2. Emphasize intellectual prep over “lessons” 

“I’ve got all my lessons up” is no more of a “mission: accomplished” sign than saying you completed a lesson plan in the in-person context. The idea of intellectual prep is a fancy way to think about your learning goals for a particular lesson with each student’s unique learning needs and the context in mind. There are three questions to consider for effective intellectual prep:  

(1) Do they know what they need to know to begin the learning process for this lesson? Before diving into new content, assessing whether students have appropriately mastered the prerequisites to a specific learning objective is crucial. These students still deserve an opportunity to complete the on-level assignment but must have access to mini-lessons, at a minimum, to ensure they have the foundational concepts, key vocabulary terms, and any other “they should already know this” information. This question can be extended to “do they already know what I’m about to teach them” in the case of advanced learners. This is also crucial information, giving you the data you need to differentiate by providing extended and/or accelerated learning opportunities instead of having students work through content they already know how to do.  

(2)  Do they know what is happening right now? Covering new concepts, vocabulary, algorithms, and procedures mean little without a mechanism for knowing that students are actually understanding what they are doing in real-time. Thinking about concrete questions to ask and appropriate evidence of learning students should produce to demonstrate their on-the-fly understanding is crucial.
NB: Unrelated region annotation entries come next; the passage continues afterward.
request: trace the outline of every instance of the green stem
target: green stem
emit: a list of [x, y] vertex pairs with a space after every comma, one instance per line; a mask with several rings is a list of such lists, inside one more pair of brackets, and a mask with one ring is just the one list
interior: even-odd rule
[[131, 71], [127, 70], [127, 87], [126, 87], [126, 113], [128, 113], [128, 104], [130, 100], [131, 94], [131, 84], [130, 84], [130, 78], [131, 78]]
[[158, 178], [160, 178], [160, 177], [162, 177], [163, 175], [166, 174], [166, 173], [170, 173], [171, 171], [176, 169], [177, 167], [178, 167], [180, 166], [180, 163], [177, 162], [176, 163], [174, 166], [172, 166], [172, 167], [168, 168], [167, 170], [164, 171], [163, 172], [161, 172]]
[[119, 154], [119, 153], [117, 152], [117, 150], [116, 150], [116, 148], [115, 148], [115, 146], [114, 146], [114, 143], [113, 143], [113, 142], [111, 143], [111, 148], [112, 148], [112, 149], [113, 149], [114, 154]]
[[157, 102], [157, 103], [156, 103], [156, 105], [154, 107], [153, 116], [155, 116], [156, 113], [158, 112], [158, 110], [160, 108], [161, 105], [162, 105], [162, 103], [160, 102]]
Even more crucial: having evidence to show you whether students are misunderstanding new material and knowing how they are misunderstanding it. You can preempt this misunderstanding by using mistake analysis as part of how you explain new concepts. This is formative assessment, which might look a little different in distance learning than it does in-person but still seeks to answer the same question: what do I need to do differently so that each student (again, not “all students” but “each student”) successfully demonstrates evidence of learning? 

(3) Did they learn it? The distance learning version of the exit slip gives you the opportunity to dive deeply into the extent to which students can demonstrate evidence of successful mastery of the learning objective. Can they clearly articulate what successful completion of this learning activity looks like? And if so, can they independently and successfully complete this learning activity?  

3. Remember that the “why” still matters 

There was a time when the only reason I showed up to high school was because my 3-on-3 basketball team in PE was pretty good and was getting very far in the playoffs where the only prize was bragging rights. In 4th grade, I once walked 2 miles to school in a snowstorm not because my teacher had some incredible learning activity that I didn’t want to miss, but because I simply loved being around my classmates. Let’s not forget that the “why” still matters. Giving students the opportunity to connect with their peers wherever possible might be that why. Being intentional about giving students opportunity for physical activity, access to the arts, something that feels like recess. It is a sad reality that schools are the safe haven for some of our students. This is one area distance learning can never fully replace. But even the overwhelmed teacher doing it all right now might be able to make time to do one-on-one check-ins for students who we know need that connection. Don’t get so caught up in the Bloom’s that we forget about the Maslow.